That, and she was not sure whether Ozuma’s bout would be in the Eastern or Western Arena. She was sure that if she asked where the warrior with horns would be fighting anyone could tell her, yet that would only raise more questions.

Yorda spent the rest of the long afternoon quietly poring over her history books. At times, the shouts of exultation and the horrified gasps from the arenas would drift upon the wind like leaves and come dancing in through her window. Each time she heard the noise of the crowds, her heart would race, and her eyes would slip from the ancient letters upon the page and lose their place.

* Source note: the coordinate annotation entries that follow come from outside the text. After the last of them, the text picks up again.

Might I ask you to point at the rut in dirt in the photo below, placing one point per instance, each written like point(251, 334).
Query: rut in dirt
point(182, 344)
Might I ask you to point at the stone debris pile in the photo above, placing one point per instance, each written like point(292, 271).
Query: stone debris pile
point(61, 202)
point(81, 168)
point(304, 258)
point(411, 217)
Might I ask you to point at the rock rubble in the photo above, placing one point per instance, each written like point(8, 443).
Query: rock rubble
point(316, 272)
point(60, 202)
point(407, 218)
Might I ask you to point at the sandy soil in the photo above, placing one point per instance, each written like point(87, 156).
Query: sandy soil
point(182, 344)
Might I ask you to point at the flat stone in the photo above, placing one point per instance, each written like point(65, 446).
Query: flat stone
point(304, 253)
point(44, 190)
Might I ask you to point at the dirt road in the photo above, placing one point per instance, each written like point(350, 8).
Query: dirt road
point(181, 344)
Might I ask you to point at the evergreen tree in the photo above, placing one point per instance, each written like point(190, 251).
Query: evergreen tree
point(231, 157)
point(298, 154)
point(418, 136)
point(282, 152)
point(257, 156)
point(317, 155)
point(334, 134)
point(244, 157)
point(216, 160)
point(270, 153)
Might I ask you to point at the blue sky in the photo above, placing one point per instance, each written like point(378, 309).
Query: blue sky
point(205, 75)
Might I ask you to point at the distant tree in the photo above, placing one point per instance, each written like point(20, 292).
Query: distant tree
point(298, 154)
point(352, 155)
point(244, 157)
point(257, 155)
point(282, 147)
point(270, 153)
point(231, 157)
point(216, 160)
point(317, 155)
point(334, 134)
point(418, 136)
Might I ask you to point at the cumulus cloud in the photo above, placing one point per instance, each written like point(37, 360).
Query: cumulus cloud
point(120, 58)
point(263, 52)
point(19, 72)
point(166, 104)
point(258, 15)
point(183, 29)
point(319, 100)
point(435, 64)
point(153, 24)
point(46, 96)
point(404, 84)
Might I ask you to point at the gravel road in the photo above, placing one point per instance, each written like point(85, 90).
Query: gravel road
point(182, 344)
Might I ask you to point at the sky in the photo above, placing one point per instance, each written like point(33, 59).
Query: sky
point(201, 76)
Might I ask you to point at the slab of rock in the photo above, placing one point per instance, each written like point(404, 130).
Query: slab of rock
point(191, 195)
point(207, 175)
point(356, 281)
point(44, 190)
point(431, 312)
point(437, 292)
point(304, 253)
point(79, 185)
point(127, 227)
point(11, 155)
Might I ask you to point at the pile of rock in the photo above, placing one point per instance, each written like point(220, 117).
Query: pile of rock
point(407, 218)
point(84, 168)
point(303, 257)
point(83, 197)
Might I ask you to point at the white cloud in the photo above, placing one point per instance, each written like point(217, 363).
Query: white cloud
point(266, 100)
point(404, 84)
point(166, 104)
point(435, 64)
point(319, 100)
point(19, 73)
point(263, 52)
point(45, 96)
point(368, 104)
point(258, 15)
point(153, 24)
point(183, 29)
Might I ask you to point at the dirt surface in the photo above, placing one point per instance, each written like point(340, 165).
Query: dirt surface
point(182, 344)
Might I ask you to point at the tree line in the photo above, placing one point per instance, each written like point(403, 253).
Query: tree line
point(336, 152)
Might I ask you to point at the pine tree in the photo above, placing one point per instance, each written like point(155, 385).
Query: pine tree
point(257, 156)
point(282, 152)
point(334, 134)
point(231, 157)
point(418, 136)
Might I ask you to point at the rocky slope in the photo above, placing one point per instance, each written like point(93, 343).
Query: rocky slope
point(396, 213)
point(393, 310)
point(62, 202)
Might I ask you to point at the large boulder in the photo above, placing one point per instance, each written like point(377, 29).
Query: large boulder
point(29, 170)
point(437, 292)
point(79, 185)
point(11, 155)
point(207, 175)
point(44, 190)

It was a peculiar feeling for her that she could have exchanged words so easily with the strange knight and even arranged to meet him again. Was it because he reminded me of my father? The thought weighed heavily on Yorda’s mind, yet it was not enough to explain her heart, nor the fact that she had almost told him the secret of the tournament.

What did she hope to gain by telling him? Had she wanted Ozuma to abandon the tournament and flee for his life? Alone? Saving one man and ending the tournament were two different things. Or did she hope he would take her secret and shout it from the parapets, foiling her mother’s scheme?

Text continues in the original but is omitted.